Why it works: At every step, we take exactly one child from each skill. By iterating up to the minimum count among the three skill groups, we guarantee that we never exceed the available number of children in any skill. This produces the maximal number of valid teams, and since we track indices directly, output correctness is preserved.
Python Solution
import sys
input = sys.stdin.readline
n = int(input())
skills = list(map(int, input().split()))
prog = []
maths = []
pe = []
for idx, s in enumerate(skills, 1):
if s == 1:
prog.append(idx)
elif s == 2:
maths.append(idx)
else:
pe.append(idx)
w = min(len(prog), len(maths), len(pe))
print(w)
for i in range(w):
print(prog[i], maths[i], pe[i])
The solution reads the number of children and their skills. It separates indices into three lists based on skill. It then calculates the maximum number of teams as the minimum of the lengths of the three lists. Finally, it prints w and outputs each team by taking one index from each skill list in order. Using 1-based indexing is crucial because the problem requires it.
Worked Examples
Sample Input 1:
7
1 3 1 3 2 1 2
| prog | maths | pe | w | Teams formed |
|---|---|---|---|---|
| [1,3,6] | [5,7] | [2,4] | min(3,2,2)=2 | (1,5,2), (3,7,4) |
We take two teams, because the smallest skill group (maths and pe) has 2 children each. The table shows how indices are picked sequentially from each list.
Sample Input 2:
4
1 1 2 3
| prog | maths | pe | w | Teams formed |
|---|---|---|---|---|
| [1,2] | [3] | [4] | min(2,1,1)=1 | (1,3,4) |
Only one team can be formed, limited by the number of mathematicians and sportsmen.
Complexity Analysis
| Measure | Complexity | Explanation |
|---|---|---|
| Time | O(n) | We iterate through the list of children once to separate indices, then iterate up to w (≤ n) to form teams. |
| Space | O(n) | We store indices in three separate lists, each up to n elements in total. |
The solution easily fits within the 1-second time limit for n ≤ 5000 and memory limit of 256 MB.
Test Cases
import sys, io
def run(inp: str) -> str:
sys.stdin = io.StringIO(inp)
output = io.StringIO()
sys.stdout = output
# solution
n = int(input())
skills = list(map(int, input().split()))
prog, maths, pe = [], [], []
for idx, s in enumerate(skills, 1):
if s == 1:
prog.append(idx)
elif s == 2:
maths.append(idx)
else:
pe.append(idx)
w = min(len(prog), len(maths), len(pe))
print(w)
for i in range(w):
print(prog[i], maths[i], pe[i])
return output.getvalue().strip()
# provided sample
assert run("7\n1 3 1 3 2 1 2\n") == "2\n1 5 2\n3 7 4", "sample 1"
# custom cases
assert run("4\n1 1 2 3\n") == "1\n1 3 4", "minimum teams"

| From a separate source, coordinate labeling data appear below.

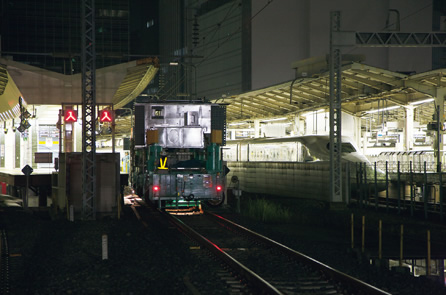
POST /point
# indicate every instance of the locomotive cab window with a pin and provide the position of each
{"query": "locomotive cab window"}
(158, 112)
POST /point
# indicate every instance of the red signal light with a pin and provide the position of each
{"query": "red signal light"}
(106, 116)
(70, 116)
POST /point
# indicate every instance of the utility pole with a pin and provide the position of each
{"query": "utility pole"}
(88, 110)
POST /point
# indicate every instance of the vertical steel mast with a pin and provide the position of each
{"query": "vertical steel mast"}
(335, 112)
(88, 111)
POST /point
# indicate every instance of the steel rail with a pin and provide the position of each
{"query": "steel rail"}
(338, 276)
(255, 281)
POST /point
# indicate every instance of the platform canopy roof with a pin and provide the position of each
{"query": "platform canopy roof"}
(117, 85)
(365, 90)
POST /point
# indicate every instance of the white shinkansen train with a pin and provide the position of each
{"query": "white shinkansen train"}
(294, 167)
(289, 149)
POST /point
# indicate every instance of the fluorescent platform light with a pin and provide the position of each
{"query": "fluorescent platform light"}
(382, 110)
(275, 119)
(421, 101)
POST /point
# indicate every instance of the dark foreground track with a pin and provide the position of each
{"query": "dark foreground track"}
(263, 266)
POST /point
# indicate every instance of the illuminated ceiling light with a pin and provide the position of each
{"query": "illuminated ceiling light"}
(26, 114)
(382, 110)
(422, 101)
(275, 119)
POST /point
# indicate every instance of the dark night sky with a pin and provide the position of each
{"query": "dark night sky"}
(144, 24)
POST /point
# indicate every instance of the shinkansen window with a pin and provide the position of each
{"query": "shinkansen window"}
(345, 146)
(158, 112)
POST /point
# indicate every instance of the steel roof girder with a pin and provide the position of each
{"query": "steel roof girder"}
(368, 82)
(278, 100)
(396, 82)
(429, 90)
(252, 104)
(248, 106)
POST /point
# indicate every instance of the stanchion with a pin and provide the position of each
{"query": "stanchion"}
(411, 190)
(352, 231)
(376, 189)
(428, 263)
(119, 206)
(401, 244)
(399, 189)
(425, 191)
(104, 247)
(387, 187)
(441, 194)
(380, 242)
(363, 235)
(366, 187)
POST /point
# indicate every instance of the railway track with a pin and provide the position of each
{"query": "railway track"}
(259, 265)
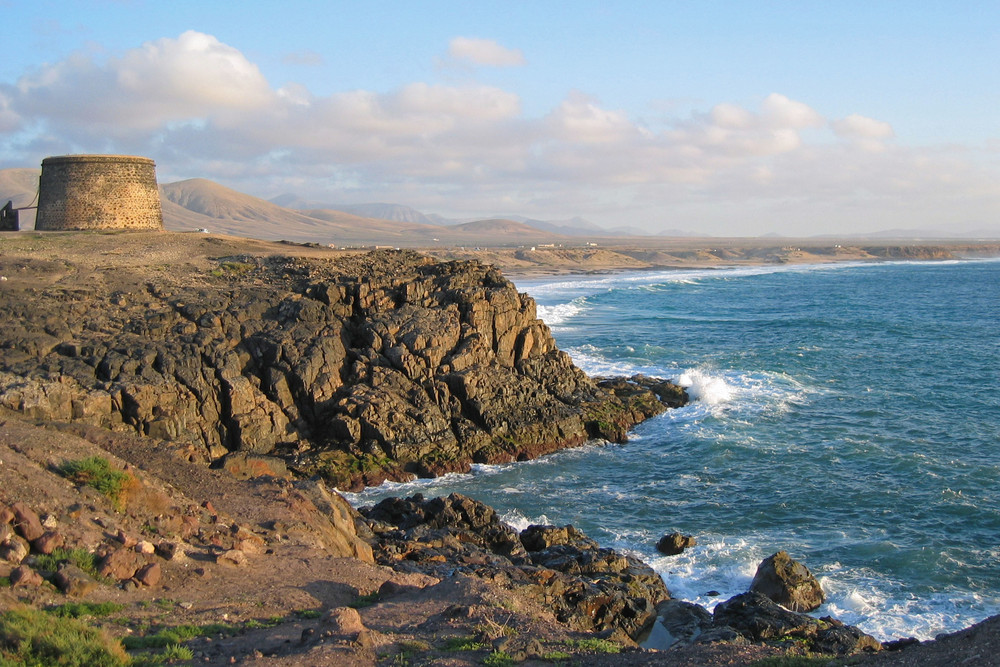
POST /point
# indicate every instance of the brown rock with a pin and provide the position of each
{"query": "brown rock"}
(14, 549)
(26, 522)
(149, 574)
(25, 576)
(233, 557)
(787, 582)
(675, 543)
(48, 542)
(248, 466)
(125, 539)
(120, 564)
(169, 550)
(144, 547)
(74, 582)
(344, 621)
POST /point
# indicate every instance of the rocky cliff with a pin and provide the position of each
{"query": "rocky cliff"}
(358, 367)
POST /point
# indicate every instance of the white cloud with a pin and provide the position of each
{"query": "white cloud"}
(484, 52)
(865, 133)
(193, 75)
(202, 108)
(857, 126)
(780, 111)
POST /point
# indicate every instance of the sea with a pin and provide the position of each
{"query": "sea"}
(847, 413)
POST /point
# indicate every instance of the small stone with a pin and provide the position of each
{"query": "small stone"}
(25, 576)
(26, 522)
(120, 564)
(73, 581)
(14, 550)
(343, 621)
(168, 550)
(232, 557)
(48, 542)
(149, 574)
(125, 539)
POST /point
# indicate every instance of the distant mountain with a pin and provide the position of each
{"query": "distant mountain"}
(572, 227)
(394, 212)
(502, 227)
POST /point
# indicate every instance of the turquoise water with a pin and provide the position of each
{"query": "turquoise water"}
(848, 414)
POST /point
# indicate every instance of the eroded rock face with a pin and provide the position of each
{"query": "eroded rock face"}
(759, 619)
(587, 587)
(369, 367)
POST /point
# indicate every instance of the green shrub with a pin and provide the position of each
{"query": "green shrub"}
(594, 645)
(81, 609)
(96, 472)
(33, 638)
(463, 644)
(364, 601)
(82, 558)
(798, 661)
(498, 659)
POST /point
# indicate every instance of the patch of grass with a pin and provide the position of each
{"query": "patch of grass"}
(594, 645)
(33, 638)
(364, 601)
(169, 655)
(798, 661)
(498, 659)
(411, 647)
(82, 558)
(254, 624)
(96, 472)
(463, 644)
(556, 656)
(81, 609)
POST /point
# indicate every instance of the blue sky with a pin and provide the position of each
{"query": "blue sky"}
(725, 118)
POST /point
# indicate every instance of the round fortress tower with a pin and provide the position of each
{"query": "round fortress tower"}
(91, 192)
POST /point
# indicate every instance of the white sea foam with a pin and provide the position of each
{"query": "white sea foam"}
(557, 314)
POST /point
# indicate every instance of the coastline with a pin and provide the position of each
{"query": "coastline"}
(657, 254)
(222, 259)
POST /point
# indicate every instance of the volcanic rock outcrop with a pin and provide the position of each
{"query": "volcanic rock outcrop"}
(361, 368)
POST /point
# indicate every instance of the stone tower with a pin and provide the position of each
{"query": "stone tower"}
(93, 192)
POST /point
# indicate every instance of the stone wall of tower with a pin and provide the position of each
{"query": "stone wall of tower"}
(98, 192)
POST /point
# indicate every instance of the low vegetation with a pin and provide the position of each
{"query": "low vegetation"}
(96, 472)
(33, 638)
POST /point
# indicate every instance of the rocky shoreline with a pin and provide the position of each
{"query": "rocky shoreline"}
(228, 386)
(360, 368)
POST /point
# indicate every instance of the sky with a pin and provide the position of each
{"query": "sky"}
(737, 118)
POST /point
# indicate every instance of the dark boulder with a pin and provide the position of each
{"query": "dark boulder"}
(787, 582)
(760, 619)
(586, 587)
(675, 543)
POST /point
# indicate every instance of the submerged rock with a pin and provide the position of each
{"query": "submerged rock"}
(675, 543)
(586, 587)
(787, 582)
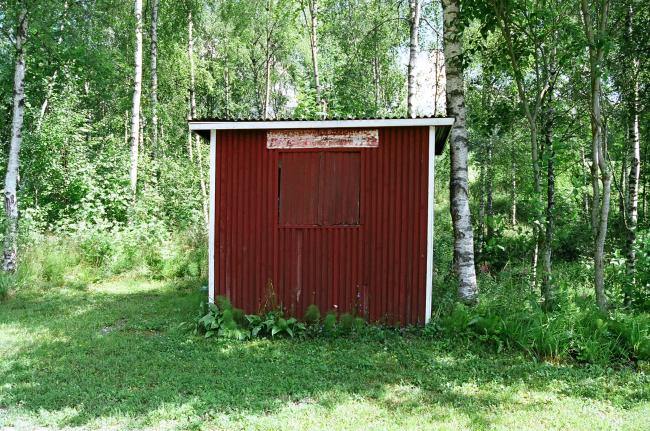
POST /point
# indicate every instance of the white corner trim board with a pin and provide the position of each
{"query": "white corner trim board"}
(213, 195)
(430, 216)
(318, 124)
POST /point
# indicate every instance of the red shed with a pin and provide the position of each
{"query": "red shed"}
(337, 213)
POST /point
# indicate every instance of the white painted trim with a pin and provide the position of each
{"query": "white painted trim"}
(213, 195)
(319, 124)
(430, 219)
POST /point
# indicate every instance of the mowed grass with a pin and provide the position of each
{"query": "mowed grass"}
(112, 357)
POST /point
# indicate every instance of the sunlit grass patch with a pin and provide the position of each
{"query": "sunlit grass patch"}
(113, 357)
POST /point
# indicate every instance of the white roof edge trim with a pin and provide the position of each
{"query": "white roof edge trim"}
(318, 124)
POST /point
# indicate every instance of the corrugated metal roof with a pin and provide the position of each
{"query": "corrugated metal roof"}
(442, 131)
(310, 118)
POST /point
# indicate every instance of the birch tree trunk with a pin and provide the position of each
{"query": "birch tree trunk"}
(10, 255)
(513, 190)
(460, 213)
(137, 94)
(600, 206)
(192, 102)
(531, 110)
(192, 115)
(548, 291)
(634, 175)
(52, 79)
(414, 7)
(489, 182)
(267, 86)
(311, 22)
(154, 78)
(480, 240)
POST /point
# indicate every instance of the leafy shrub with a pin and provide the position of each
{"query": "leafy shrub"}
(7, 283)
(346, 323)
(96, 248)
(329, 324)
(511, 317)
(312, 315)
(359, 325)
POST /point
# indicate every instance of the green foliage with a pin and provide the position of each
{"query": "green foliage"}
(312, 314)
(346, 323)
(510, 318)
(329, 324)
(7, 283)
(403, 383)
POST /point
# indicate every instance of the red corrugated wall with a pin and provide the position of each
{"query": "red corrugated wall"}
(375, 269)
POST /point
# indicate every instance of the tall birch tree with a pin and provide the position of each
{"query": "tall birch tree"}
(594, 16)
(192, 115)
(10, 255)
(310, 15)
(137, 94)
(414, 27)
(460, 213)
(154, 77)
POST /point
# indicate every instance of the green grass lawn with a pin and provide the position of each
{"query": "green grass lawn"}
(112, 357)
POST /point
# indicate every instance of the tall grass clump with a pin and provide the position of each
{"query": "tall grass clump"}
(76, 255)
(509, 316)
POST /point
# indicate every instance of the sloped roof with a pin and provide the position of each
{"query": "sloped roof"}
(202, 126)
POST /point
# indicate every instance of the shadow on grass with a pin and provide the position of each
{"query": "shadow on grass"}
(120, 353)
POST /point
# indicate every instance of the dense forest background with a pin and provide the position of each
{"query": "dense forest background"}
(528, 69)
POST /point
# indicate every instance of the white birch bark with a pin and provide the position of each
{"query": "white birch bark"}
(312, 23)
(10, 255)
(137, 94)
(154, 77)
(531, 110)
(414, 7)
(52, 79)
(460, 213)
(192, 115)
(600, 169)
(632, 198)
(190, 55)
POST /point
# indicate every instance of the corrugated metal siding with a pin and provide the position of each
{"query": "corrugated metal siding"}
(376, 269)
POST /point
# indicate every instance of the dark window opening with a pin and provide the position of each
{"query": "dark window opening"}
(319, 188)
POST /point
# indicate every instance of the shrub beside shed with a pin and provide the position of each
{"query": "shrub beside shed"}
(338, 213)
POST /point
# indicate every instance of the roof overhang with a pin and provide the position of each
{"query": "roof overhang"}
(442, 124)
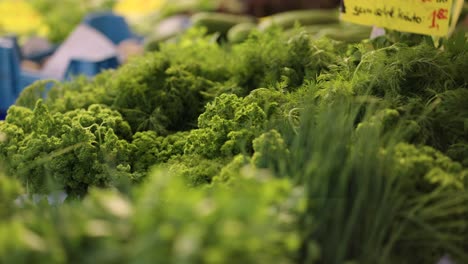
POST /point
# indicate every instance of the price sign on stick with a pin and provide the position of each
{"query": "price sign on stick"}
(430, 17)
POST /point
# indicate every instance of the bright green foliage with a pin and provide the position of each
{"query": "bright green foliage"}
(270, 151)
(71, 150)
(196, 169)
(253, 220)
(424, 168)
(276, 150)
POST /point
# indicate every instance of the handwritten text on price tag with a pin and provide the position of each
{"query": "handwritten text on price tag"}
(429, 17)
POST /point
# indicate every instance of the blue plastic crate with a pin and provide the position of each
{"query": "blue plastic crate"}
(113, 26)
(89, 68)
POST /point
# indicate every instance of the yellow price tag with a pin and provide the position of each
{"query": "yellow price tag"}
(430, 17)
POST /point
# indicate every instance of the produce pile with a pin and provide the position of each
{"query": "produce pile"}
(280, 149)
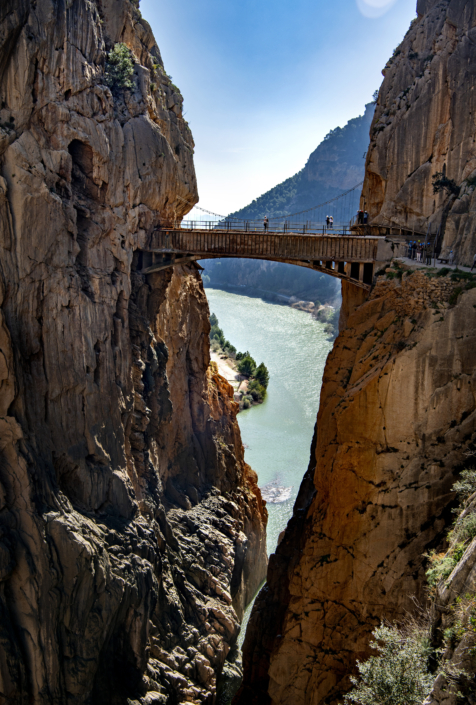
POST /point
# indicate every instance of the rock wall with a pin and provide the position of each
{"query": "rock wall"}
(131, 530)
(397, 411)
(423, 125)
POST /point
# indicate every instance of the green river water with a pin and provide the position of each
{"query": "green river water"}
(277, 434)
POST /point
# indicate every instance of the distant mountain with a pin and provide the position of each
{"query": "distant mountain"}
(336, 165)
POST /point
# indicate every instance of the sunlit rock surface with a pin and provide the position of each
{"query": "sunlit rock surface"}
(423, 125)
(397, 409)
(131, 530)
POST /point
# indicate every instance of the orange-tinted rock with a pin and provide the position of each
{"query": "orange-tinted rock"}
(397, 409)
(129, 521)
(422, 126)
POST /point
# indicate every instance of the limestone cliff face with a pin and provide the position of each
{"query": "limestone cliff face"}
(397, 410)
(129, 521)
(424, 125)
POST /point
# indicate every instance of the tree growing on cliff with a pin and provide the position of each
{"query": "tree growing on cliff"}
(399, 674)
(119, 68)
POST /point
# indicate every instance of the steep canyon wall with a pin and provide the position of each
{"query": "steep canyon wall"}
(397, 411)
(397, 407)
(132, 533)
(424, 125)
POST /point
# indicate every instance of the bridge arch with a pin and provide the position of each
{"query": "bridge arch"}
(343, 255)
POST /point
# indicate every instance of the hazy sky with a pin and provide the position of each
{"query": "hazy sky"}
(265, 80)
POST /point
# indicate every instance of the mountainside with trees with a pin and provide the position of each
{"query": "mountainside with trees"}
(335, 166)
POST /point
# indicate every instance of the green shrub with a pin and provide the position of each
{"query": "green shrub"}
(247, 366)
(257, 391)
(466, 485)
(399, 674)
(262, 375)
(119, 68)
(464, 529)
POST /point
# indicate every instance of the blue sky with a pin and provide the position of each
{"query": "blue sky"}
(265, 80)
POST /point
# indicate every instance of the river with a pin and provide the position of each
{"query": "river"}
(277, 434)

assert run("6\n1 1 1 2 2 3\n") == "1\n1 4 6", "one team only"
assert run("3\n1 2 3\n") == "1\n1 2 3", "exactly one team"
assert run("5\n1 2 3 1 2\n") == "1\n1 2 3", "extra children in skill groups"
| Test input | Expected output | What it validates |
|---|---|---|
| 4\n1 1 2 3 | 1\n1 3 4 | Only one team can be formed |
| 6\n1 1 1 2 2 3 | 1\n1 4 6 | Minimal number determines teams |
| 3\n1 2 3 | 1\n1 2 3 | Single team edge case |
| 5\n1 2 3 1 2 | 1\n1 2 3 | Extra children do not create additional teams |
Edge Cases
If one skill has no children, for example 3\n1 1 2, then the lists become prog=[1,2], maths=[3], pe=[]. The minimum of the lengths is 0, so no team can be formed. The algorithm correctly prints 0. This handles the edge case without any extra checks because the min operation naturally enforces it.